Zusätzlich zu den Besuchen in den Dörfern an sich, steht natürlich ziemlich viel Arbeit in Bezug auf die Datenanalyse an. Damit war ich vor allem in den letzten Tagen sehr viel beschäftigt, weil während der letzten Wochen einiges auf der Strecke geblieben ist, weil die Trips in die Dörfer oft länger gedauert haben und nachmittags einfach nicht mehr so viel Zeit war. Alle Daten und alle Infos aus den Fragebögen per Hand in eine Excel-Tabelle zu tippen braucht eben doch seine Zeit.
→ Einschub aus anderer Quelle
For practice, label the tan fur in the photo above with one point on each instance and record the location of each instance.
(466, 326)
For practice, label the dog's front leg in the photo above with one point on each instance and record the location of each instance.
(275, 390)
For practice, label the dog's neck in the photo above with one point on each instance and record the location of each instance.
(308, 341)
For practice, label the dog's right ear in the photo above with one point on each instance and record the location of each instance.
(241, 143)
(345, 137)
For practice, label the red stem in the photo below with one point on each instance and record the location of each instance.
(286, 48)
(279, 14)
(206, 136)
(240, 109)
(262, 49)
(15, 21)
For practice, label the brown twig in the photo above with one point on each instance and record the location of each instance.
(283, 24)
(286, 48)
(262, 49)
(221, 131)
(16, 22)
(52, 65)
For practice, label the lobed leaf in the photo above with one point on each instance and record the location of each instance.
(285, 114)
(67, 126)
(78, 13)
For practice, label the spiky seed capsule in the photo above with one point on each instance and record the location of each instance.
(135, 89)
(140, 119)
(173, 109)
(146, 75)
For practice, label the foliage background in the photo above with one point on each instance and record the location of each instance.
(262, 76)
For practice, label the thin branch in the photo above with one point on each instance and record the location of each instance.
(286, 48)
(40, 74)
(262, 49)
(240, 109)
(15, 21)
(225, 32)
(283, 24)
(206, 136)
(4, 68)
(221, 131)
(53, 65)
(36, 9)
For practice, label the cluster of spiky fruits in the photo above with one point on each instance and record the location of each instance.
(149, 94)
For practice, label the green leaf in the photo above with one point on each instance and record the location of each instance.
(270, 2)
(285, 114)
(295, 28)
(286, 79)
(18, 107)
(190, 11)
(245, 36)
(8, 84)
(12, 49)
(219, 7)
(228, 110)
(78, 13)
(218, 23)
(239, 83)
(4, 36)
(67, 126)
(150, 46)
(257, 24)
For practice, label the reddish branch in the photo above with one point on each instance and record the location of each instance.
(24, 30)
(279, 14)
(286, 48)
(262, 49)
Hinzu kommt dann noch das Schreiben von Berichten für die Spender des Crowdfundings und die Auseinandersetzung mit den Daten, um Schlüsse zu ziehen. Hier vielleicht ein paar Daten, die euch interessieren könnten: wir haben insgesamt knapp 240 Kinder, die an dem Programm teilnehmen und diese sind im Schnitt 30 Monate alt. In Sambia hat jede Frau im Schnitt sechs Kinder, Tendenz sinkend. Das spiegelt sich in unseren Daten auch ganz gut wieder, da in den Familien der Großmütter oft zwischen acht und 14 Kinder gelebt haben, bei den Müttern waren es dann schon eher sieben bis neun. Bei den Teilnehmern an unserer Studie haben die Mütter im Schnitt zum jetzigen Zeitpunkt 3,3 Kinder. Ich sage betone bewusst „zum jetzigen Zeitpunkt“, weil die meisten Mütter noch ziemlich jung sind und mit Sicherheit noch das ein oder andere Kind bekommen werden. Auch interessant bzw. ein bisschen erschreckend ist, wie früh Frauen ihr erstes Kind bekommen. Eigentlich muss man eher von Jugendlichen sprechen – bei unseren Erhebungen haben die Mütter im Schnitt angegeben ihr erstes Kind im Alter von 17,5 bekommen zu haben. Was erfreulich ist, dass wir beim bisherigen Stand der Daten eine durchschnittliche Gewichtszunahme von circa 600 Gramm pro Kind erreichen konnten. Das mag vielleicht wenig klingen, ist aber meines Erachtens bei den Umständen hier und der kurzen Zeit ein echter Erfolg, da vor allem unreines Wasser immer wieder zu Durchfallkrankheiten führt und damit selbstverständlich Gewichtsverluste einhergehen. Außerdem haben fast alle Mütter angegeben, dass ihre Kinder mehr Appetit haben.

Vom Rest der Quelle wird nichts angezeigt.